There’s a defector from North Korea who is leading a large campaign to launch balloons in the south with anti-Kim messages attached, and release them for the wind to carry north. For his efforts he has been subject to attempted murder, but nonetheless carries on. Now the Norks are sending their own balloons south, bearing communist propaganda. In the 21st century, a war of balloons.
The closer the Republicans get to the 216 votes they need to pass Obamacare repeal and replace, the more expensive it gets. Today Trump bought Rep. Upton and two others with $8 billion over five years. That’s $8 billion divided by five, divided by three, meaning the price tag for these three was a little over half a billion apiece. Chump change, to Trump. He may have to spend more to get the last votes he needs. Washington is an expensive place to do business.
Marijuana legalization is a Republican issue. Check out the comments section in this American Thinker article. The author pooh poohs the medical benefits of cannabis, and he gets completely buried in the comments by hundreds and hundreds of people sharing their stories of the benefits they have received from this drug. For some cancer survivors, it’s all they have to deal with chronic, extremely severe pain. For them, it is a life saving drug.

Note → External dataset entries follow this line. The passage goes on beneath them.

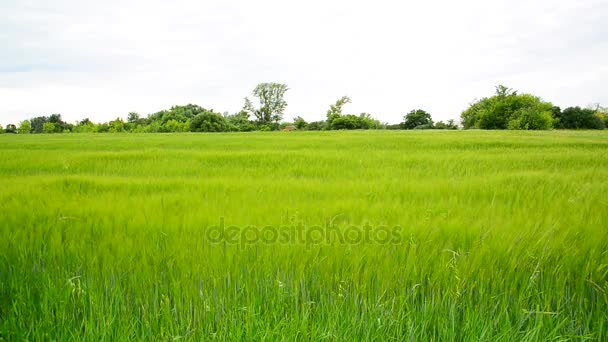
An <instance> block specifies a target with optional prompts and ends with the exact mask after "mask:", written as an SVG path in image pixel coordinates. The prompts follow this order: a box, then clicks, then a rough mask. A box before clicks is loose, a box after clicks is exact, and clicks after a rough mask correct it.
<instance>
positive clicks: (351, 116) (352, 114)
mask: <svg viewBox="0 0 608 342" xmlns="http://www.w3.org/2000/svg"><path fill="white" fill-rule="evenodd" d="M359 128H361V121H360V120H359V118H358V117H357V116H356V115H353V114H346V115H340V116H339V117H337V118H335V119H333V120H332V122H331V129H359Z"/></svg>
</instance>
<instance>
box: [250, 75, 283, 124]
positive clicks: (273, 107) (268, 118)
mask: <svg viewBox="0 0 608 342" xmlns="http://www.w3.org/2000/svg"><path fill="white" fill-rule="evenodd" d="M287 90H289V88H287V85H286V84H281V83H260V84H258V85H257V86H256V87H255V89H254V90H253V96H255V97H257V98H258V99H259V102H260V105H259V108H256V107H255V106H254V105H253V103H252V102H251V101H250V100H249V98H247V97H246V98H245V105H244V107H243V110H244V111H246V112H248V113H250V114H253V115H254V116H255V118H256V119H257V122H258V124H260V125H267V124H270V123H276V124H278V123H279V121H281V120H282V119H283V113H284V112H285V108H287V102H286V101H285V99H284V96H285V93H286V92H287Z"/></svg>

American Thinker is as conservative as a web site gets. No progressives are welcome. The fights are always between reasonable conservatives and the Alt Right. But on marijuana, there was no real disagreement.
Republican politicians, are you listening?
I was reading a story about Amgen in Drain the Swamp, and how it used its 74 lobbyists in Washington to get a provision in the 2013 emergency spending bill that essentially gave this company a price increase on a class of its drugs.
Did you know that drug companies employ 74 lobbyists apiece? No wonder marijuana remains classified as a dangerous drug by the federal government. It’s a safe, effective, cheap drug — in other words, competition to Big Pharma.
Swamp doesn’t cover it.
In his book, linked to above, Rep. Ken Buck doesn’t actually endorse the BBA Task Force (as I’d been told), with our single subject amendment, and 28 states. He endorses a rival proposal, the CoS Project, which has 10 states, and no possible political path to 34.
Why would he endorse CoSP, instead of us? Because he’s never heard of us. That must be corrected.
It also explains why Jim DeMint in the preface, and Mike Lee, Erick Erickson and Ted Cruz in the blurbs, do not endorse what Buck proposes in his book. The CoS proposal is a bridge too far for a lot of people. Mainly, it feeds into the runaway convention myth.
In allowing any amendment that reduces the power and scope of the federal government, the CoS proposal would allow just about any kind of an amendment you can dream up. Are you pro-life? How about an amendment stripping the federal courts of jurisdiction in abortion cases? At a CoSP convention, you could offer it.
To some of these CoSP people, that’s not a bug, that’s a feature. But they’re wrong. It’s a bug, and it’s fatal.
Senator Cruz understands this. He’s endorsed our proposal, but not the CoSP. We need to explain all this to Rep. Buck.